Christodorus

Christodoros (Greek Χριστόδωρος ) from Koptos at Thebes was a Greek late antique poet who lived under the Byzantine Emperor Anastasius I (reigned 491-518 ).

Life and work

Christodoros, the son of a certain Paniskos, came from the Egyptian Koptos. He grew up with considerable education and acquired primarily exhaustive knowledge of epic poetry and mythology to. Its quite voluminous writings, however, are largely lost.

He has authored numerous epic poems in which he treated the founding history of various cities and landscapes ( about Konstantin Opel a treatise in 12 books, over Thessaloniki in 25 books, plus histories of Nakle, Miletus, Lydia, Tralles and Aphrodisias ) or contemporary events. His Isauriká ( Ἰσαυρικά ) signposted in six books, the conquest Isauriens by Emperor Anastasius. Also over the pupil of the Neoplatonist philosopher Proclus, he wrote a work. In his epigrams ( three books) and epistles ( four books), he negotiated most likely contemporary people and events. In the Anthologia Palatina two of his epigrams are preserved ( Anthologia Palatina VII 697 698 ).

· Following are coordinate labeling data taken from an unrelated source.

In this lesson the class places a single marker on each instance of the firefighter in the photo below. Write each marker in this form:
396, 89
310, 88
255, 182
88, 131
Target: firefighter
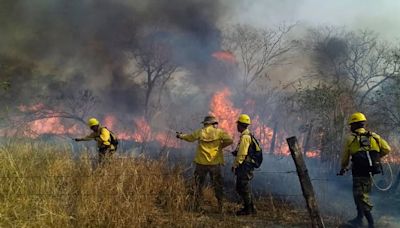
106, 142
356, 146
242, 168
209, 157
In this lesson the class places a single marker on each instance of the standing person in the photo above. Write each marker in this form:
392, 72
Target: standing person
106, 141
209, 157
243, 165
365, 149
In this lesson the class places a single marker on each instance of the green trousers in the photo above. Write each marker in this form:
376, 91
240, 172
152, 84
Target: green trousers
244, 174
361, 188
200, 175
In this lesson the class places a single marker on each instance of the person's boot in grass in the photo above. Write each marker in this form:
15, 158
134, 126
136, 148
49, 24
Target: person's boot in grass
370, 219
357, 221
220, 206
244, 211
253, 209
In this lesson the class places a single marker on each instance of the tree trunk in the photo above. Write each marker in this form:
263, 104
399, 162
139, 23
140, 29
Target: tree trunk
305, 182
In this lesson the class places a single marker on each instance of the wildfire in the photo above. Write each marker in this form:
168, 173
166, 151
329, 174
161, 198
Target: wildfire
52, 125
141, 131
223, 109
313, 153
225, 56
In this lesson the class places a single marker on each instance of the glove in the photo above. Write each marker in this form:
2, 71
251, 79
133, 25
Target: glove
178, 135
234, 153
341, 172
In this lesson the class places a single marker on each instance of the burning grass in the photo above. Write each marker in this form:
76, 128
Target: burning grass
44, 185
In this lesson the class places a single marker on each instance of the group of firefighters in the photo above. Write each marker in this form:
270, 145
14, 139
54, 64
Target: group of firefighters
209, 159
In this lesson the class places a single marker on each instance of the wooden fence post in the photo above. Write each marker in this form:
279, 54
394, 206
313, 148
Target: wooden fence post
305, 182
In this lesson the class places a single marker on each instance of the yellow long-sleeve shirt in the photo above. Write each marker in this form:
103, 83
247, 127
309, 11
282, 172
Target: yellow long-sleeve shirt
242, 148
211, 141
352, 146
102, 137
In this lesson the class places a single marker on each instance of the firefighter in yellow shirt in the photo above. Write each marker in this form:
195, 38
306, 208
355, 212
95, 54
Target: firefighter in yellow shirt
209, 157
365, 150
103, 137
243, 167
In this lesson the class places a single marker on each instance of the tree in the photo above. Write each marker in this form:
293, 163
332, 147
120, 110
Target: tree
356, 62
256, 50
155, 61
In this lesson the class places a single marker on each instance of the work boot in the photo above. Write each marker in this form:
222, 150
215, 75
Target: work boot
253, 209
247, 210
357, 221
243, 211
220, 207
370, 219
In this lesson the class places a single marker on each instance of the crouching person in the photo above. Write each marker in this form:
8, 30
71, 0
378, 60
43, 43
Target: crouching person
106, 141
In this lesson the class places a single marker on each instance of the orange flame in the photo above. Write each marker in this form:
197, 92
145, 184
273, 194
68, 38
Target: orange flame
222, 108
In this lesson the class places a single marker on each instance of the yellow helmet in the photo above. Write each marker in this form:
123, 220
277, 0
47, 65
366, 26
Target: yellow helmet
357, 117
93, 122
244, 118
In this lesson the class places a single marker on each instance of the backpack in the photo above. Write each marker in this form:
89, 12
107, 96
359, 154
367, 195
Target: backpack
113, 139
366, 161
255, 152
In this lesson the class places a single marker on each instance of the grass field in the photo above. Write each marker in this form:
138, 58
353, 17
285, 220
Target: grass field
43, 185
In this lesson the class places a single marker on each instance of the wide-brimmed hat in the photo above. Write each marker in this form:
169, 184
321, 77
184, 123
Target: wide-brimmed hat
210, 120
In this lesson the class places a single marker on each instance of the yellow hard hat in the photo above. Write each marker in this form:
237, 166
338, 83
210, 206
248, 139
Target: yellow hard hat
357, 117
244, 118
210, 120
93, 122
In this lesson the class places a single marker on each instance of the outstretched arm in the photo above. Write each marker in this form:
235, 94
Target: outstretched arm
189, 137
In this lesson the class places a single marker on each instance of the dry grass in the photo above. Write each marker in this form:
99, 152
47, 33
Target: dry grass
43, 185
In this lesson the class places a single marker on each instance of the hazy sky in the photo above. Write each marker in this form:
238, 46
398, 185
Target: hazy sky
382, 16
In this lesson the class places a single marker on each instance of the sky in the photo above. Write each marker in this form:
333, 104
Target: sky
381, 16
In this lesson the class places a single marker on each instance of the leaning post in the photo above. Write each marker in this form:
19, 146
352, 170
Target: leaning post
305, 182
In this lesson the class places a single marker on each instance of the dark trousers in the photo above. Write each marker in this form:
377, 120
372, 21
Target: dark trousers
244, 174
105, 154
200, 175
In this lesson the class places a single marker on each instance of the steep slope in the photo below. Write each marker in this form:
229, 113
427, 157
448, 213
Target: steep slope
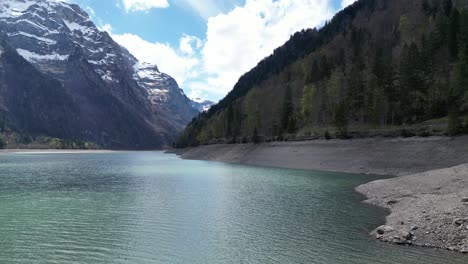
118, 102
202, 105
378, 64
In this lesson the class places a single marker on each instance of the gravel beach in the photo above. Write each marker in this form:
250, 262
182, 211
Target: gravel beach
428, 203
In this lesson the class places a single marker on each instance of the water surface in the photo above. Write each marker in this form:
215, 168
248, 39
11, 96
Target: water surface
149, 207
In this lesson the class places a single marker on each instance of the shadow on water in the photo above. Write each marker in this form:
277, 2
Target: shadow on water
148, 207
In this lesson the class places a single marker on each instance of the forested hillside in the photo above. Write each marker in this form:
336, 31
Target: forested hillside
378, 65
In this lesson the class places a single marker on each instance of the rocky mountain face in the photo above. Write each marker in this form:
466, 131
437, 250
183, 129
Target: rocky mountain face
379, 67
61, 76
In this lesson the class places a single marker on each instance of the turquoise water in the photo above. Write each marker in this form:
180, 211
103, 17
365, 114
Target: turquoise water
149, 207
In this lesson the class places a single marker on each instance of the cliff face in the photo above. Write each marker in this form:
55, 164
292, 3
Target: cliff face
82, 84
377, 64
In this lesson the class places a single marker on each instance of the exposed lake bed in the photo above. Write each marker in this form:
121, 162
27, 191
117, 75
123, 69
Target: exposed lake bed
149, 207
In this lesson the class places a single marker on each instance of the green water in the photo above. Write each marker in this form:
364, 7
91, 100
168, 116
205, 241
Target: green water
149, 207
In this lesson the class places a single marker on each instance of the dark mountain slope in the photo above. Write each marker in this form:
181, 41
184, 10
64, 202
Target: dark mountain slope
378, 64
38, 104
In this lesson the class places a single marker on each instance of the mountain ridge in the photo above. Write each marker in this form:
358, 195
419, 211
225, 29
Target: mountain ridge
121, 102
378, 65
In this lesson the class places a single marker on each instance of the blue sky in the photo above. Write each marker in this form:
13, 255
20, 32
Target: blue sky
206, 45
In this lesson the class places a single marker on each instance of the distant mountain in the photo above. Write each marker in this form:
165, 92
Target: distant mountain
377, 65
202, 105
62, 77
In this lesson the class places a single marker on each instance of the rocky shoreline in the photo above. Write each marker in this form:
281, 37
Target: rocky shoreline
428, 209
429, 206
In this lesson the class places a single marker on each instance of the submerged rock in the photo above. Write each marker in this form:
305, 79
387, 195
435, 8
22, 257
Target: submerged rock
382, 230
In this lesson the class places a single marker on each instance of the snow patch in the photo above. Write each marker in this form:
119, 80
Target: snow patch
31, 56
73, 26
46, 40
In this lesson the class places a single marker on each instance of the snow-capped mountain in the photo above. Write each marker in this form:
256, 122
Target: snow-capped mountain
120, 102
202, 105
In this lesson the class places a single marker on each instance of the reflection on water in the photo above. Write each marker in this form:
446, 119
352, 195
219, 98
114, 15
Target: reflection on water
148, 207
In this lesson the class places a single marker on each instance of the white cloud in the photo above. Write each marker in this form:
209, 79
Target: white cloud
169, 60
188, 43
204, 8
238, 40
345, 3
143, 5
234, 43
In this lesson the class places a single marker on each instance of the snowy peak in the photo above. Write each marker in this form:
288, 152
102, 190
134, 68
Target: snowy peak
60, 41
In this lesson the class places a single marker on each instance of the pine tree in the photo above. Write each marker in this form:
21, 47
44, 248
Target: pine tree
287, 117
453, 30
307, 102
341, 120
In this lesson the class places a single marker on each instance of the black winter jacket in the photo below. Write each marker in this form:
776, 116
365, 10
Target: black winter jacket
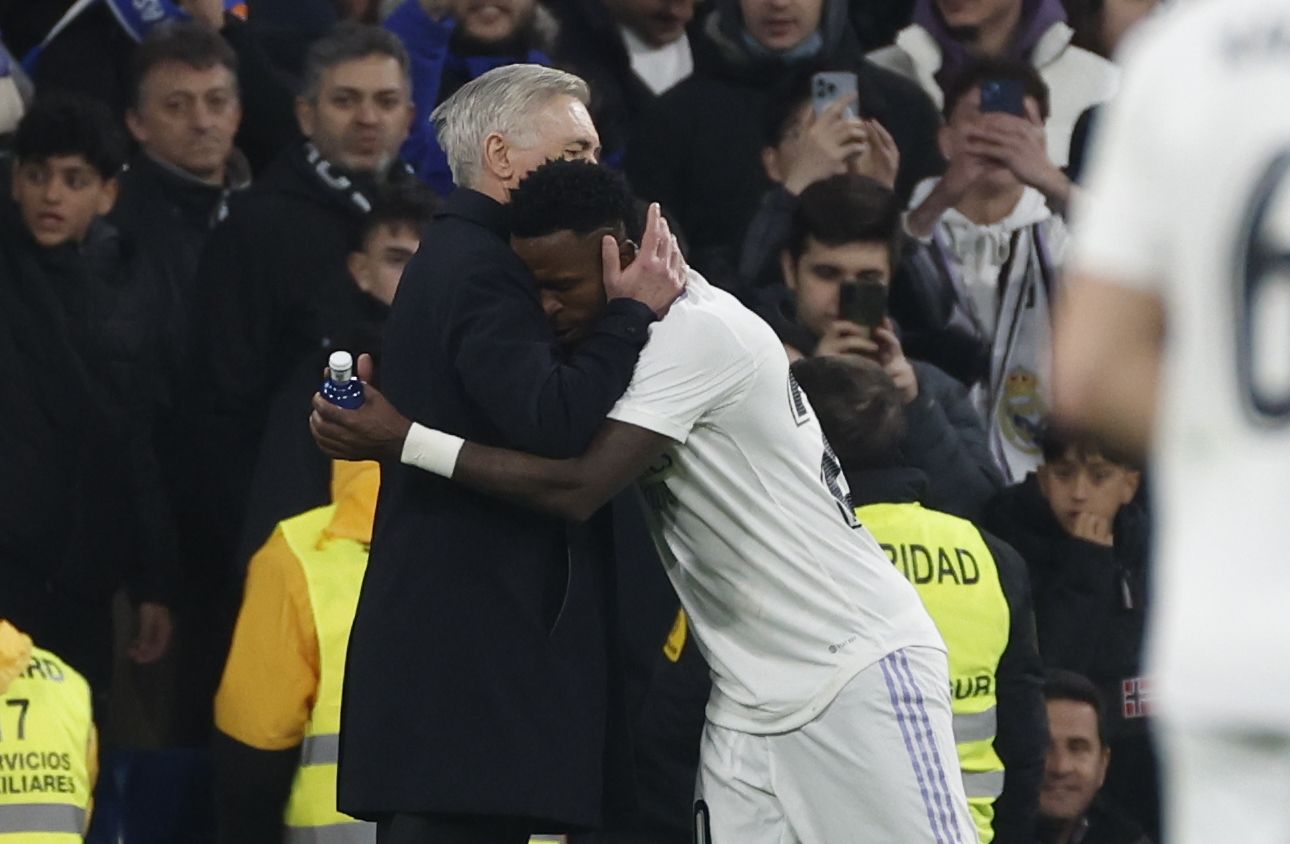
83, 510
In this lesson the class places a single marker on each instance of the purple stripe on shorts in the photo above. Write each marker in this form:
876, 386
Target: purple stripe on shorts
913, 703
889, 670
946, 794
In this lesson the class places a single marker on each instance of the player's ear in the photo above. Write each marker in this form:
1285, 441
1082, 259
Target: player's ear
627, 251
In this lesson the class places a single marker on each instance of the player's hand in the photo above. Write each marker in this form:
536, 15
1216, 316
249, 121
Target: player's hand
881, 159
822, 146
154, 629
1093, 528
894, 363
845, 338
657, 276
372, 432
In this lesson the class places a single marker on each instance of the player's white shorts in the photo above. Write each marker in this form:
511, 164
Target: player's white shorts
879, 764
1226, 786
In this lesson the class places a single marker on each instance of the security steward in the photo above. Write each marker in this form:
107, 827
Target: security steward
277, 711
973, 585
48, 745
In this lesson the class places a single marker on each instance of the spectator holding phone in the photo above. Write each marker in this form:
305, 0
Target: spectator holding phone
992, 249
840, 249
948, 36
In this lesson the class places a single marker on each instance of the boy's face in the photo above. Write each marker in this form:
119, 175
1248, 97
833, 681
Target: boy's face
1085, 482
378, 266
817, 278
59, 198
570, 278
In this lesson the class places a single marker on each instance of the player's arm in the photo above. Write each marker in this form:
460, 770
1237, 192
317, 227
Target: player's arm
572, 488
1107, 352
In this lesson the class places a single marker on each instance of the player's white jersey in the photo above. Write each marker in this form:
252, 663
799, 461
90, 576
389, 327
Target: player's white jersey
788, 596
1190, 198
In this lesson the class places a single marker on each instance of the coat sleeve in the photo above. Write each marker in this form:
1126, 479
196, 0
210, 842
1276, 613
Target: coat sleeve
507, 361
946, 439
1022, 737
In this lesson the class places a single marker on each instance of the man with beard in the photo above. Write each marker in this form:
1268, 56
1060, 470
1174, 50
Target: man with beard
271, 289
453, 41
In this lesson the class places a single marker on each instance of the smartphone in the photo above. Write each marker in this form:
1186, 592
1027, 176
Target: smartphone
863, 303
1004, 94
830, 87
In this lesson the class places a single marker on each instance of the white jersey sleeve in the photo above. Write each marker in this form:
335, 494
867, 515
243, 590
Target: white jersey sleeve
1122, 218
690, 365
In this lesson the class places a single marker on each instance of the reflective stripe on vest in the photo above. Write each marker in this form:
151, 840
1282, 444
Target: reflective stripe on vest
43, 817
333, 573
950, 564
348, 833
45, 731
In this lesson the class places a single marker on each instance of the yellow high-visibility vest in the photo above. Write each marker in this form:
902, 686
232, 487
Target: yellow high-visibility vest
950, 564
333, 572
47, 728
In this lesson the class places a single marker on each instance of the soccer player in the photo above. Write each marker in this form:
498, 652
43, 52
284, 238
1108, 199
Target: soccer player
1175, 340
830, 711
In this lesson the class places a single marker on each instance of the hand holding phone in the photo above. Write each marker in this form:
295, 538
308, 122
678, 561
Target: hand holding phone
830, 87
1004, 94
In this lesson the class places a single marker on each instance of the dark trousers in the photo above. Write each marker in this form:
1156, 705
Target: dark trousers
449, 829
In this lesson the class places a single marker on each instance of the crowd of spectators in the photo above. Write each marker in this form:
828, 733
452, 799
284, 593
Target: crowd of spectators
196, 216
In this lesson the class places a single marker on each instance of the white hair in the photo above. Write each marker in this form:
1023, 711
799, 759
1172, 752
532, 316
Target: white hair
502, 101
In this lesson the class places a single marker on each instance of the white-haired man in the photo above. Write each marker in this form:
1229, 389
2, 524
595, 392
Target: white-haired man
476, 689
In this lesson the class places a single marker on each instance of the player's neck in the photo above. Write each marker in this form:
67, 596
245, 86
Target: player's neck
988, 207
992, 38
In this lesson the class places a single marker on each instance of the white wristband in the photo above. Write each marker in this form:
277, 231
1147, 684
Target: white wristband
431, 451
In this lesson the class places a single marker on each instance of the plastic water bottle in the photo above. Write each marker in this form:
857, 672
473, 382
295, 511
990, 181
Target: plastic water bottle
342, 389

He should not be confused with the poet Christódoros Thebaîos Illústrios ( Χριοτόδωρος Θηβαῖος Ἰλλούστριος ), which according to the Suda, a didactic poem Ixeutiká catch ( Ἰξευτικά ) about art, birds with limed twigs, as well as a treatise on the wonders of the Holy Cosmas and Damian, and " wrote many other works " ( ἄλλα πολλά ).

The most complete surviving work of Christodoros is the ekphrasis ( ἔκφρασις τῶν ἀγαλμάτων τῶν εἰς τὸ δημόσιον γυμνάσιον τὸ ἐπικαλουμένον τοῦ Ζευξίππου ), in which he in verse 80 statues in the 532 destroyed Zeuxippos Baths of Constantine to Opel describes. From the work of 416 verses in the second book of the Palatine Anthologia have survived. According to the research, these descriptions for the art history of the ancient world are not relevant because they aim rather rhetorical elegance and erudition mythographic as to the exact description of places or works of art. In versification is Christodoros closes completely to his predecessor Nonnus of Panopolis: On turning points is found for example in each verse the Penthemimeres; spondeische metrical feet he avoids. In the legends versions he proves great knowledge of the Homeric, but also the Alexandrian mythology. In his model Homer refers Christodoros also by the choice of words ( with a preference for rare expressions, hapax legomena ).

The few historical source testimonies are collected in The fragments of Greek historians (No. 283 ) or in Brill 's New Jacoby ( there with English translation and commentary by Anthony Kaldellis ).